I hope this clarifies things a bit.
 
I’m not saying that atoms define what matter is because they are indivisible. Nor am I saying that atoms are indivisible. I know and agree that atoms are divisible. I live not too far from the place where Rutherford did his early research (have even visited his room and birthplace). I am using atoms (as many seem to) as the smallest thing that defines what matter is. In other words, when an atom is divided, it is no longer matter by that definition.

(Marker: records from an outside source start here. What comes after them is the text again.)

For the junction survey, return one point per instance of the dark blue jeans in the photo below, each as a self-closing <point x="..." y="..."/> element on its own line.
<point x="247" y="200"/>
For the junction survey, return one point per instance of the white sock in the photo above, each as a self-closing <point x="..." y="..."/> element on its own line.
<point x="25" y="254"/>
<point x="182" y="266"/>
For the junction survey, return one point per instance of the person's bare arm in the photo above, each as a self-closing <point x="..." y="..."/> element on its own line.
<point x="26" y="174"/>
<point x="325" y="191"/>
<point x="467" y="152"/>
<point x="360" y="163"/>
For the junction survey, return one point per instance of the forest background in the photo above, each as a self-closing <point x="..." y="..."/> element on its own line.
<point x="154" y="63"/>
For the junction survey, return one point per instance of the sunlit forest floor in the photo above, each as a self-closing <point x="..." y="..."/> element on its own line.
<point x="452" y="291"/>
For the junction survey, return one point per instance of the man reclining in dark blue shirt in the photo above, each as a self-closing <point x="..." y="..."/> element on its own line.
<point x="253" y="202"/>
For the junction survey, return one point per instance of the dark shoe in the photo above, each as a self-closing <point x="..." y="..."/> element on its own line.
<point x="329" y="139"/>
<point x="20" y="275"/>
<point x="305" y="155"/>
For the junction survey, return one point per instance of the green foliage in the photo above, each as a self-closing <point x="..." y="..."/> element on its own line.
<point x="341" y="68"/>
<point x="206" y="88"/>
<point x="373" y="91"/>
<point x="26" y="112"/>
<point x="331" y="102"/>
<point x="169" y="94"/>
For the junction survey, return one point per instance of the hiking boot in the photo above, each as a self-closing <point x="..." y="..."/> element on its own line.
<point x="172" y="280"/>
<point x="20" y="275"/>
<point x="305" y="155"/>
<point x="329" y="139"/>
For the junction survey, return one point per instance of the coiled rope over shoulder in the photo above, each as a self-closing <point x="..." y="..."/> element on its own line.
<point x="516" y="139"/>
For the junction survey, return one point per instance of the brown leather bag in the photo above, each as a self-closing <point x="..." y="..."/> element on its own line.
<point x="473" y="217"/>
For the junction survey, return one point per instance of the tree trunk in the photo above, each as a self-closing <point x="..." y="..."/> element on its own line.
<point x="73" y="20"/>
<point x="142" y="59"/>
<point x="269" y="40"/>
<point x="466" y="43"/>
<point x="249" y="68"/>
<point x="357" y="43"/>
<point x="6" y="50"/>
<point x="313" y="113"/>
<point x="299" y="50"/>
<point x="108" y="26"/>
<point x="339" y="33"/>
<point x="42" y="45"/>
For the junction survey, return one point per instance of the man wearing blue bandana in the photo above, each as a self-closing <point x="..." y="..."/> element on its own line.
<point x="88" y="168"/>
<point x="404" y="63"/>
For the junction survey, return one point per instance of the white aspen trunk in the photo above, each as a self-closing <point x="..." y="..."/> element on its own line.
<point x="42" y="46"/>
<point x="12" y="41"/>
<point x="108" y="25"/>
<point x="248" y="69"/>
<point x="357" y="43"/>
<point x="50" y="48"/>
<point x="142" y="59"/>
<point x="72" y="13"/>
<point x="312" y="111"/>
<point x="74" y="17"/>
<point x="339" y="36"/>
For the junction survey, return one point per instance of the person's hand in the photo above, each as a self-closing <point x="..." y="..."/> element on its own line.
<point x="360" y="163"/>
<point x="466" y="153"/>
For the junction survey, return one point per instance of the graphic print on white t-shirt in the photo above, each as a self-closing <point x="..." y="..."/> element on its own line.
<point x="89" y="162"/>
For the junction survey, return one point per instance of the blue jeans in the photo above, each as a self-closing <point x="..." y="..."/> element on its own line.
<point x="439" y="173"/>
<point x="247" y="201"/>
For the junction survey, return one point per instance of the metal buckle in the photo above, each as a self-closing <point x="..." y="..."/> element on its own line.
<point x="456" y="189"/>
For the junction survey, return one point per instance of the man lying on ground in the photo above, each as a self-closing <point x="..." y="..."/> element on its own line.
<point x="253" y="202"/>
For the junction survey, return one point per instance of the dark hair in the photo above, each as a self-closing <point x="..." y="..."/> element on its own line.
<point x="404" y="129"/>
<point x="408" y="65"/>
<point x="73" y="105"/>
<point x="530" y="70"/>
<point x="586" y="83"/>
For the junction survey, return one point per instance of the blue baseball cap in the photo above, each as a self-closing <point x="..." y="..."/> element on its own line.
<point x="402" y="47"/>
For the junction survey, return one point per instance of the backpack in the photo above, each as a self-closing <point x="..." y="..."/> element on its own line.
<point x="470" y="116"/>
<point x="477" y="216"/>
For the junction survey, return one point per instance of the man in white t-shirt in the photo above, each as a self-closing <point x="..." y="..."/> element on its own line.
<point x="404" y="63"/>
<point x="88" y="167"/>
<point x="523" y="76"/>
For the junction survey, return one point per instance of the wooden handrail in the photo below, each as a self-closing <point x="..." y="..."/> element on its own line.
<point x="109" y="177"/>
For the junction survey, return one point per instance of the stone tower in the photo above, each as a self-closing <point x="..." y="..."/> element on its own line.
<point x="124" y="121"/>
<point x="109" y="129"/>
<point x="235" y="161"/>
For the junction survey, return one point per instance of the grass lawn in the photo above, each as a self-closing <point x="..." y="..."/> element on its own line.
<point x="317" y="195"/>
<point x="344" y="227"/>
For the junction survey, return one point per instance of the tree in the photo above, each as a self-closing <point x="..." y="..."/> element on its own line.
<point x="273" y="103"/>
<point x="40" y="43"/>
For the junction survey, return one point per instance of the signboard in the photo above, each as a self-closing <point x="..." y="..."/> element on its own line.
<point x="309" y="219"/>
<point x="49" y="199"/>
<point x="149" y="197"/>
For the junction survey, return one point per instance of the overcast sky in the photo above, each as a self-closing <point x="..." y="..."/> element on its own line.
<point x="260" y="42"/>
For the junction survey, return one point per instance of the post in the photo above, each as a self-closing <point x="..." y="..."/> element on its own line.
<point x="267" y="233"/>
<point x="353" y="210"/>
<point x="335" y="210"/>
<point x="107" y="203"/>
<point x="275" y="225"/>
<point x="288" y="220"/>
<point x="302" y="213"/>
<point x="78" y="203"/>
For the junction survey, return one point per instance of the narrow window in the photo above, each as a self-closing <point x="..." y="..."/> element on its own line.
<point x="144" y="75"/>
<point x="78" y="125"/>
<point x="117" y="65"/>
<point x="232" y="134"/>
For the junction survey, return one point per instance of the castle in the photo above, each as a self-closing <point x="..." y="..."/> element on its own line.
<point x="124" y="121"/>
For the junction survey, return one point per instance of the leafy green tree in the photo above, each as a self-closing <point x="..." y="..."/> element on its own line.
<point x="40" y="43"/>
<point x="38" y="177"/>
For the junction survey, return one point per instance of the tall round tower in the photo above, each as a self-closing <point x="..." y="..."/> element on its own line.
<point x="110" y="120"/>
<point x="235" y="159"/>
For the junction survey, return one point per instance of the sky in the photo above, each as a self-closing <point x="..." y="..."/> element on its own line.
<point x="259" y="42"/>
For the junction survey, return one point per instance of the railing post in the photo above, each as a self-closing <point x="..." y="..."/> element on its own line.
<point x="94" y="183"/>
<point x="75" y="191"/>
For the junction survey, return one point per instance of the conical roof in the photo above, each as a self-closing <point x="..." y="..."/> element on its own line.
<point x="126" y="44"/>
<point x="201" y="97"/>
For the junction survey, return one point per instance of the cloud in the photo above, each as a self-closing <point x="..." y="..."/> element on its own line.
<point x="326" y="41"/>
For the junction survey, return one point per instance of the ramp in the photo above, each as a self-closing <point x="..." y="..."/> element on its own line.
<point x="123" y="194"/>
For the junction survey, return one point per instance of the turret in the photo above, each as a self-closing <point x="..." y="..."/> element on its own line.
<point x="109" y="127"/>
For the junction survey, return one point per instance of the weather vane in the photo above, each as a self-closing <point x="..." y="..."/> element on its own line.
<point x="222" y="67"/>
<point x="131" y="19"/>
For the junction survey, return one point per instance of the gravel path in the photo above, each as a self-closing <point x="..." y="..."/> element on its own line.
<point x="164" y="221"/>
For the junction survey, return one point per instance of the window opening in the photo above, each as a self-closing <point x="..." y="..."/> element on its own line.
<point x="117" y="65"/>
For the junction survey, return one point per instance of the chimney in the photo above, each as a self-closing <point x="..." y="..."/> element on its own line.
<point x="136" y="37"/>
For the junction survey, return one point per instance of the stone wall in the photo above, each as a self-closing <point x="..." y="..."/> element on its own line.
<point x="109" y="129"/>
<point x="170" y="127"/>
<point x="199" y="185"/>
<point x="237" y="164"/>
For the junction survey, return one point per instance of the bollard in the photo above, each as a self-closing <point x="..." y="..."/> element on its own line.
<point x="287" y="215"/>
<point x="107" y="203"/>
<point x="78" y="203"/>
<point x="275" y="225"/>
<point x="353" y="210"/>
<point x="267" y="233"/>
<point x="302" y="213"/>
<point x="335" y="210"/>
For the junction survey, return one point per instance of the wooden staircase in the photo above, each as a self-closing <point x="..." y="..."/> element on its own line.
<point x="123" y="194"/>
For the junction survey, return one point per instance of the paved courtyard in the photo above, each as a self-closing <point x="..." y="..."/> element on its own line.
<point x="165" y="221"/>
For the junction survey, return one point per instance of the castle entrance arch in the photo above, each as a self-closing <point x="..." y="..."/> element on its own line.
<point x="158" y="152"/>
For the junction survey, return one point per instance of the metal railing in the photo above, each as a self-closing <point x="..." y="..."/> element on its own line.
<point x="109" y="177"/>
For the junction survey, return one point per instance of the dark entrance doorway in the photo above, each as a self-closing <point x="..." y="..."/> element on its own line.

I understand that. But if you want to say that matter is anything made of atoms, well, you're still left with all atoms except hydrogen being divisible into into smaller atoms.
 
I wasn't disagreeing with you (or agreeing for that matter), simply trying to clear up the "hydrogen" comment. By your last statement, "In other words, when an atom is divided, it is no longer matter by that definition", you are running into the difficulty Ziggurat mentioned. Basically, one atom can be split into two other atoms, hence divisible, but still resulting in matter. For example, when an atom of Uranium-235 is split by fission (such as in a bomb), two atoms of Thorium-231 result. You can keep going down the chain until all you have left is hydrogen. So in other words, hydrogen is the only atom that cannot be divided into two other atoms.

http://en.wikipedia.org/wiki/Uranium-235

I hope this clarifies things a bit.
Thanks. Are you saying that a hydrogen atom can’t be divided in to another atom, or that it can’t be divided in to anything?